North America, United States, White Mountains—New Hampshire, Cannon Mountain, YMC Dike

Publication Year: 1967.

Cannon Mountain, YMC Dike. On September 17 John Reppy, Bob Crawford and I ascended the "YMC Dike,” adding a second NCCS IV to the list of Eastern climbs. (See also A.A.J., 1966, 15:1, p. 147.) In the middle of the face just left of the Conn Buttress a geological dike rises in a beautifully straight line steeply toward the summit. 1st pitch: While belayed from a nearby ledge 20 feet up, ascend flakes toward overhang and work left under overhang (F7) up and then right, stepping out around the overhang and up into an inside comer facing left. Placing a pin under the flake above its top (watch loose rock), pendulum over to thin broken section (or ascend free from inside corner up left on F9 friction). Climb to belay at right side of the hole (F7). 165 feet. 2nd pitch: Ascend right side of hole, keeping right, then up left inside corner over grassy ledge to a step-around point to the left (F7). Ascend left toward an obvious inside corner facing right.
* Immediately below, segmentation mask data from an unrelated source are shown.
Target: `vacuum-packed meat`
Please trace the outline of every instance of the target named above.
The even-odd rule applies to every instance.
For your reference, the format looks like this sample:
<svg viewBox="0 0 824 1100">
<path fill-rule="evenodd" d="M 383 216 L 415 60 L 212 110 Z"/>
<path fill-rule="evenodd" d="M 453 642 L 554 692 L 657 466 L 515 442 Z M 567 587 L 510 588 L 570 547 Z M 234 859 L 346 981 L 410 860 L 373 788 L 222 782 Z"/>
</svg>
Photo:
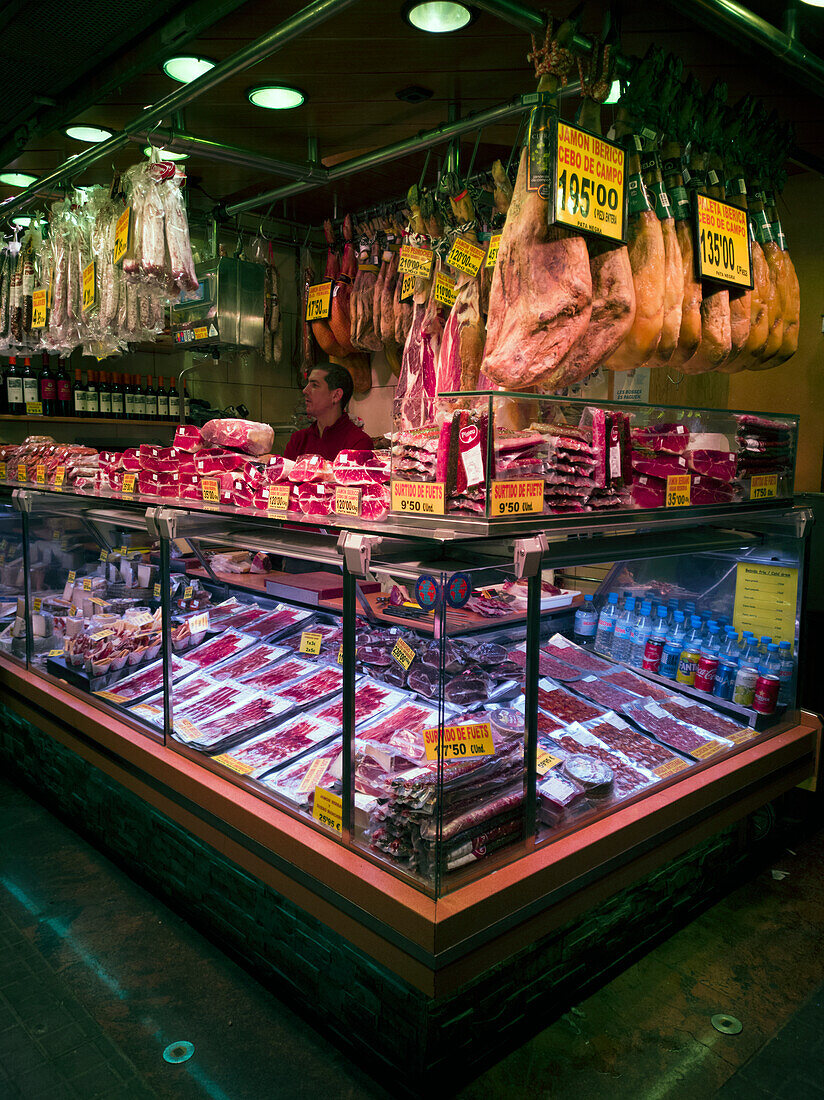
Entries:
<svg viewBox="0 0 824 1100">
<path fill-rule="evenodd" d="M 229 627 L 213 638 L 210 642 L 204 642 L 187 653 L 187 660 L 192 661 L 198 668 L 207 668 L 216 665 L 219 661 L 225 661 L 234 657 L 242 649 L 252 645 L 253 639 L 248 634 L 241 634 L 238 630 Z"/>
<path fill-rule="evenodd" d="M 243 676 L 250 676 L 253 672 L 259 672 L 266 665 L 271 665 L 286 655 L 286 650 L 278 646 L 254 645 L 244 650 L 233 661 L 216 668 L 213 676 L 215 680 L 240 680 Z"/>
</svg>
At its top and to the right are belay ledges. 145 feet. 3rd pitch: Climb directly updike delicately because of its egg-shell composition. A rotten corner is passed on the way to the second overhang, which is surmounted with a high pin on the right. Clearing the overhang requires a rurp and tied-off knife-blade (A3). Belay at the first ledge. 130 feet. 4th pitch: The blankest looking pitch from the road had the most delightful F6 flake which rose past an inside corner facing left. Above, A2 nailing went left over the overhang, then up and back right to free climbing beyond the third overhang to belay ledge. 120 feet. 5th pitch: Free climbing and then a pin or two of aid allow entry into a shallow inside corner facing left. At its top, reach high to place a pin at the back of a down-sloping ledge. Step up in slings and free climb (F7) for 15 feet. Another aid step and F7 free move bring one to grassy ledges. 120 feet. 6th pitch: On the second ledge the prospect of a bivouac because of probable difficulties on blank slabs above induced us to traverse right, to rappel 70 feet and to traverse further in the Conn route. The direct finish would involve two slabs with two or three leads to the top.